La
loge à la boule
La loge à la boule
du
chemin des Raines
La loge. Chez nous, en Forez, elle n'a rien
de maçonnique. Quatre murs, un toit, une porte et une fenêtre,
voilà notre loge.
La loge, la boutasse et la grenouille
C'est la maisonnette du vigneron et du
jardinier. Elle est modeste mais indispensable.
Il n'y a pas de vrai clos ni de vigne
digne de ce nom sans une loge. Sinon,
où ranger les outils, la sulfateuse
verdie et le chapeau de paille ? Et où
se réfugier quand l'orage survient
?
Soubassement de pierre, banchées de pisé, tuiles creuses,
parfois un étage : rien de plus simple et de plus poétique.
Quelques-unes risquent un peu de fantaisie : décor de brique,
rang de génoise, treille
Jamais rien de m'as-tu-vu.
Tout près, il faut la "boutasse".
Non pas une quelconque mare comme dans
la plaine. Mais plutôt une petite citerne à ciel ouvert,
carrée et bien bâtie. Elle reçoit l'eau du ciel.
Et ne craint pas la canicule.

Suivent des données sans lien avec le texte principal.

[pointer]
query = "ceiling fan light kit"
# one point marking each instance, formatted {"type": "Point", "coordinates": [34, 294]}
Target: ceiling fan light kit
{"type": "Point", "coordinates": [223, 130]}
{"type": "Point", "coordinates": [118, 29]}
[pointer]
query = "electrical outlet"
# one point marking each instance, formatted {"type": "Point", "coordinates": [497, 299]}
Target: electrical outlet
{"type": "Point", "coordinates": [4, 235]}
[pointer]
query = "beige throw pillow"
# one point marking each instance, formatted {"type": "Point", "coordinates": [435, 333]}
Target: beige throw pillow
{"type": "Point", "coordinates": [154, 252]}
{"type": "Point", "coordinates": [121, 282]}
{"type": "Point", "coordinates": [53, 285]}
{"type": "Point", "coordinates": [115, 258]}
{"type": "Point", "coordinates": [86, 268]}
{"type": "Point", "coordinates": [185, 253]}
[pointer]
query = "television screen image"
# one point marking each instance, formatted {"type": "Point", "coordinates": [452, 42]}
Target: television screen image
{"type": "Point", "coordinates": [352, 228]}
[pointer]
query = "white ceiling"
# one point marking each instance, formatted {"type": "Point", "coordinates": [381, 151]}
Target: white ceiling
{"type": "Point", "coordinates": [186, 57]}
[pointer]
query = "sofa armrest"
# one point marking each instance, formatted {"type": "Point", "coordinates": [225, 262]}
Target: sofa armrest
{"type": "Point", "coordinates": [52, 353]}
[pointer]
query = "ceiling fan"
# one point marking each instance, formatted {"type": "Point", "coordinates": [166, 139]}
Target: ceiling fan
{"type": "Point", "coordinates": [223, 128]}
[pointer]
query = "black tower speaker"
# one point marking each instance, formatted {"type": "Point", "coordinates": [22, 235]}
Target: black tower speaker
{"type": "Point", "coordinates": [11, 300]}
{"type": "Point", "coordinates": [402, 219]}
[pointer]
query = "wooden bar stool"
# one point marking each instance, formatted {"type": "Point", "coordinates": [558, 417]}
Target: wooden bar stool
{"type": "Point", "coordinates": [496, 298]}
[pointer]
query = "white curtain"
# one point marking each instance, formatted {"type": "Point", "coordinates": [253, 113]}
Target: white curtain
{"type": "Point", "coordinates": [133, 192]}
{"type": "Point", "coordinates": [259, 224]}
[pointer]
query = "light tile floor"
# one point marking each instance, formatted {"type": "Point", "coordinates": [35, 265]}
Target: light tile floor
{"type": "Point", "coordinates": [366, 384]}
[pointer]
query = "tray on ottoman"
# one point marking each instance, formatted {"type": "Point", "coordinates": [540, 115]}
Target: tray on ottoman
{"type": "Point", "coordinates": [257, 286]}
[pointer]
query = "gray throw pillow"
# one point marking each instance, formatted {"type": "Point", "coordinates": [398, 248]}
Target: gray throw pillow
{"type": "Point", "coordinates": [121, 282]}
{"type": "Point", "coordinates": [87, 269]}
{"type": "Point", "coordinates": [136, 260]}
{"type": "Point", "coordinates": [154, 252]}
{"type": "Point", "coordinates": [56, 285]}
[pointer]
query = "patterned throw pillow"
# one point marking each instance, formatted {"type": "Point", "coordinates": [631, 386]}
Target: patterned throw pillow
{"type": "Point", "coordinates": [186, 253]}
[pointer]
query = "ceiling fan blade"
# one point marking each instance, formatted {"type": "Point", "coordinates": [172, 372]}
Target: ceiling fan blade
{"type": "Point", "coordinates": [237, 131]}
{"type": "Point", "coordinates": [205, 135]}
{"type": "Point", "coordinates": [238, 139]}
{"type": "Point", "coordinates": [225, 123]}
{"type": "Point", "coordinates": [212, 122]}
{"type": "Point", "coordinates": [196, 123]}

Dans les anciens jardins, tout un réseau
de drains en terre cuite - les "touésons"
- l'alimente grâce aux petites sources
secrètes.
Toute verte de lentilles, cette petite pièce d'eau rustique
est le royaume de la grenouille. Elle
se chauffe au soleil sur les trois marches de pierre avant de plonger
quand paraît le jardinier avec
son arrosoir de zinc.
La loge à boule
Prenons le chemin des Raines, enfin celui
des Grenouilles si l'on préfère.
Aux confins de Maupas et Montaud,
là où Montbrison s'étire vers Champdieu
et Curtieu, il reste çà
et là quelques loges.
Dont la loge à boule. Une sphère
de pierre orne le faîte du pignon. C'est ce qui fait tout son
charme. Elle a un étage et une aile. De pisé mais construite
pour durer, elle a même servi de logis
à toute une famille, avec plusieurs enfants, dans les
années cinquante. Elle a été coquette, jolie,
presque belle dans son innocence. On la croirait sortie d'un roman
d'Henri Bosco.
Depuis longtemps, la famille a trouvé un autre toit. La
vigne est devenue pré,
le jardin inculte une broussaille.
La loge se lézarde, perd ses tuiles. La fenêtre bée.
Le volet bat. Couvertes de blessures, la vieille loge tient encore
le coup. Mais ses jours sont comptés. Les lotissements
se rapprochent de jour en jour.
A Montaud, Maupas, Martel, la chouette
chevêche n'est plus en paix. Quand la dernière
loge aura disparu où ira habiter l'oiseau
de nuit ?
Peut-être ne restera-t-il bientôt en Forez
que la loge qui orne le rond-point de l'entrée de Boën
? Une bonne idée de l'administration, cette pièce de
musée en plein air. C'est mieux que rien.